Remove redundant fields

Question

Remove redundant fields

kderme opened this issue 5 months ago · comments

Kostas Dermentzis commented 5 months ago

The dbsync schema currently has a number of redundant fields that can be removed. Some of them are

tx_out.address, tx_out.paymentCred,
collateral_tx_out.address, collateral_tx_out.paymentCred
stake_address.view
drep_hash.view
pool_hash.view

We could consider removing them from the default schema.
Some json fields are theoretically redundant and could be parsed by clients, however that's not as easy as the other fields.

RdLrT · Answer 1 · Wed Jan 03 2024 05:40:02 GMT+0800 (China Standard Time)

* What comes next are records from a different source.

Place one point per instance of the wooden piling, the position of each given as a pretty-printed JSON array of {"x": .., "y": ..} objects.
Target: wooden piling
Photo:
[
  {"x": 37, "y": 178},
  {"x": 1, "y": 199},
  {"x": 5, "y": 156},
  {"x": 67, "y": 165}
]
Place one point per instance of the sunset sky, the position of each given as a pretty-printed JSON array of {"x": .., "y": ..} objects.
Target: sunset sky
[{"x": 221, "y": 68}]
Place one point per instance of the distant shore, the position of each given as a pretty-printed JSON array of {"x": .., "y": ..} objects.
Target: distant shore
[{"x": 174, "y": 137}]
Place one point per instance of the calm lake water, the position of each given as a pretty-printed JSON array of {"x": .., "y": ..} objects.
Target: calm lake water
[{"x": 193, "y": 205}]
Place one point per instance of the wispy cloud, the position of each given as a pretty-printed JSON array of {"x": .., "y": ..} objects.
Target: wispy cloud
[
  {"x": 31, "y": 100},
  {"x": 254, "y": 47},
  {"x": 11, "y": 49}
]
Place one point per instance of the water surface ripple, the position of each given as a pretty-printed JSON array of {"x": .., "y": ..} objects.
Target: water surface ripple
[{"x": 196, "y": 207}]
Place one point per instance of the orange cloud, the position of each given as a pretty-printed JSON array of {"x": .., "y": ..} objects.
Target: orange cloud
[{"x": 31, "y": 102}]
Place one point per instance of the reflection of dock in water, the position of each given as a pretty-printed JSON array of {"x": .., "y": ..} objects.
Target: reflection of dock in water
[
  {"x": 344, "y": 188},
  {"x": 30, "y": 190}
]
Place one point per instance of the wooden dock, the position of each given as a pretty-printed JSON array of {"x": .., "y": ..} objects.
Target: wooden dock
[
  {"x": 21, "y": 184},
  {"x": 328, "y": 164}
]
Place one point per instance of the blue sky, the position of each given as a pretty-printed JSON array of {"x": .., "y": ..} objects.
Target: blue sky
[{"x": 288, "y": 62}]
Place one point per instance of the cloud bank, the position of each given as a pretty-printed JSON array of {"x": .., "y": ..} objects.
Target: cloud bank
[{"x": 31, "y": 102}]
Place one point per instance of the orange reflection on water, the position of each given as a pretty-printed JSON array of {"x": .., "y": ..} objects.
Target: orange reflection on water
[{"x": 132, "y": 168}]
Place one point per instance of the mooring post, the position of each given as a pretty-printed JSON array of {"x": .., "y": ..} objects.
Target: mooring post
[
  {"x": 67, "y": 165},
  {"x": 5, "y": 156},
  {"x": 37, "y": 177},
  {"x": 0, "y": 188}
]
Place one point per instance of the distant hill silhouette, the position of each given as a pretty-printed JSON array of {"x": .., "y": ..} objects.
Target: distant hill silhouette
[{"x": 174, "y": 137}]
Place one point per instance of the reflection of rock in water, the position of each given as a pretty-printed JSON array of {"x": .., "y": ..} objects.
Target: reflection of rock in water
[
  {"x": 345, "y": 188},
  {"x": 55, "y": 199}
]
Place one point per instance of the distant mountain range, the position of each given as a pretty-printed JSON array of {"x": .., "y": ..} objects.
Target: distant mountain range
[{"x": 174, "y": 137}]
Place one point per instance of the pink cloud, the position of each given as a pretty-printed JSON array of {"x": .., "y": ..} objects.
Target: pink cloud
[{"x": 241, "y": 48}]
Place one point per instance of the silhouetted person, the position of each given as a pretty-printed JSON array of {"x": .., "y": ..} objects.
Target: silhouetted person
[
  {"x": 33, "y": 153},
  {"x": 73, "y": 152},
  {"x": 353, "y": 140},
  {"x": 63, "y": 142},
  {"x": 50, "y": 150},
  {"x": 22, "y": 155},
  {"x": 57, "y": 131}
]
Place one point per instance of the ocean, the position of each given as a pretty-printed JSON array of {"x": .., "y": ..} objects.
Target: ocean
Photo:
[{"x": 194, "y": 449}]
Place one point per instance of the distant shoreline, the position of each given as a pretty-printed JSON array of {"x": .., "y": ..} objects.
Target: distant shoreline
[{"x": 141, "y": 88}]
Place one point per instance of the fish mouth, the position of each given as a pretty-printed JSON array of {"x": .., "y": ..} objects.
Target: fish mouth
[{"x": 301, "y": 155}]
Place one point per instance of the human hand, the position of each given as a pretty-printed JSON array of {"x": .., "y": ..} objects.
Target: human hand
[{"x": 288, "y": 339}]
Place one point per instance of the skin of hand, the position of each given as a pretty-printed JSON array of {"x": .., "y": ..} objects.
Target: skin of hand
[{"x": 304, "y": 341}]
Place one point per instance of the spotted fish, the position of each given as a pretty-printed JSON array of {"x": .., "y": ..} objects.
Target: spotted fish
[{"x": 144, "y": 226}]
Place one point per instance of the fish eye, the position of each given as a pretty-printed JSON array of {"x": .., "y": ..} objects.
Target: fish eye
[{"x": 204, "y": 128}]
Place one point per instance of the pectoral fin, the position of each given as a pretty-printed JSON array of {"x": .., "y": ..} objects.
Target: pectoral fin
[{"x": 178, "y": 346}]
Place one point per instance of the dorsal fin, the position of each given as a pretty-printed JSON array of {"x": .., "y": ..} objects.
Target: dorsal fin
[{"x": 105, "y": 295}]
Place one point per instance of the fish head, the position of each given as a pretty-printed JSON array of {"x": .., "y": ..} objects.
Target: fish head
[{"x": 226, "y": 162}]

Keeping in line with various CIPs for human representation, would be beneficial to retain bech32-encoded and remove raw fields (eg:address_raw instead of address), but either way would be helpful to reduce amount of storage on mainnet.

Kostas Dermentzis · Answer 2 · Tue Jan 09 2024 17:25:34 GMT+0800 (China Standard Time)

I understand that most users use the bech32 tx_out.address field (base58 for Byron), but there are some advantages in the raw version:

bech32 requires computing before inserting, since the address comes in the raw format from the ledger. This takes syncing time
for other tables keeping the raw format is necessary for db-sync, so it feels more consistent to also keep the raw for addresses
bech32 is the user facing standard, but db-sync works as a backend, so the transition can happen in the app level.
It takes less disk space. This shows the difference in sizes between the two fields:

select count (*) as count, pg_column_size(address) - pg_column_size(address_raw) as  diff  from tx_out group by pg_column_size(address) - pg_column_size(address_raw) order by pg_column_size(address) - pg_column_size(address_raw);
   count   | diff 
-----------+------
        51 |   15
   5381517 |   16
         1 |   19
         1 |   21
         1 |   22
        75 |   24
       177 |   25
      1256 |   27
  14441735 |   28
  39974479 |   29
         5 |   30
        69 |   31
         8 |   32
       128 |   34
      6344 |   35
         1 |   40
 119554727 |   46
         1 |   50
         1 |   51
         1 |   85
         1 |  188
         1 |  254
         1 |  303
         1 |  371
         1 |  969
         1 | 1186
         1 | 1415
         1 | 1417
         1 | 1431
         1 | 1743
         1 | 1811
         1 | 1994
         1 | 2409
         1 | 2812
         1 | 4406
         1 | 6460
         1 | 6491
         1 | 7218
         1 | 7493
         1 | 7542
         1 | 7882
         1 | 8264
(42 rows)

This gives a total minimum estimation of 7.15GB, not taking into account differences in the indexes and is not fully synced so it gets worse over time.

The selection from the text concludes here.